The day finally came thanks to a visit from the Wife's best mate and her new partner - someone strong enough to push the powered starter up to the CR750 and a chance to start her up.
First job - check the oiling. Bike in fifth gear and the plugs out, ignition off and spin her up. It's all looking good, with the oil cap up, the tank emptied - but would it return? Well after a few cautious seconds, it did. Not a torrent by any means but more than a trickle. I think the deep sump means I need a bit more oil in the tank but otherwise it seemed OK. Oil pressure was low at only about 20lb/sq inch but nothing untoward happening so I thought I'd go for a starting attempt.
Plugs all back in, leads on, fuel in and the taps open - flowing nicely through the see through filters and no initial debris which means I cleaned the tank out successfully. Now the first problem - CR31s with ticklers. I've never had a bike with tickler carbs before but was told that once tickled correctly, I should get fuel dripping out of them.
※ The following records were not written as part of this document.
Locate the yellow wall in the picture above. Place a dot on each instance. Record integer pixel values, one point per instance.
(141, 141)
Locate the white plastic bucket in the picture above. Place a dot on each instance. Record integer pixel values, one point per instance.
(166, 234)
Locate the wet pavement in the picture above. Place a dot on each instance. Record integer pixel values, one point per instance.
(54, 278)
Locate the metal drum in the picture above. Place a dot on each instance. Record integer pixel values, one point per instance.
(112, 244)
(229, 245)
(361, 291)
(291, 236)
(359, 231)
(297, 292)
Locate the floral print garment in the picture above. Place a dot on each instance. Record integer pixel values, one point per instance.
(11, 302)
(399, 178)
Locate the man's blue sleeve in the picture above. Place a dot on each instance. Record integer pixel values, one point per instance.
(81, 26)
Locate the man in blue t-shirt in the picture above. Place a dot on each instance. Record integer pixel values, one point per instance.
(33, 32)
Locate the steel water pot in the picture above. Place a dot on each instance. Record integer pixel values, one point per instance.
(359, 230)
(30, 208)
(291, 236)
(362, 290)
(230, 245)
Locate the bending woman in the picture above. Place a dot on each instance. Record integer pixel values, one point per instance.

I pushed them up and down rather then push in and leave it in for about 8 - 10 pushes and then left them.
Then, off we go, starter cranked up to full and applied to the back wheel, up to speed and dump the clutch. Normal burble for a new engine and then cylinder one fired....but none of the others did. We stopped and took the plugs out, checking for a spark on each one and then for another go...
Back up with the wheel spinning, clutch out and it sounded like it was trying so I opened the throttle the tiniest of bits and it was really popping, but still not catching. The exhausts were popping and blowing infrequent flame as unburnt fuel was lit in them but that's all. The header pipes became too hot to hold but still no starting.
I know the cam timing is right and I was orignially confident that the static timing of the ignition was right. All plugs are sparking nice healthy sparks which means one of three things - fuel not getting through (plugs were moist but not running wet with petrol), fuel from my jerry can was too old (it's a few weeks old but not ancient), or the timing of the ignition is out.
I think I need to check all three things starting with the timing. Anyone have thoughts on what theythink it might be? The wife took some video so when she's uploaded it I'll post it on - may take a month or so! Back to the drawing board in the meantime, rats!!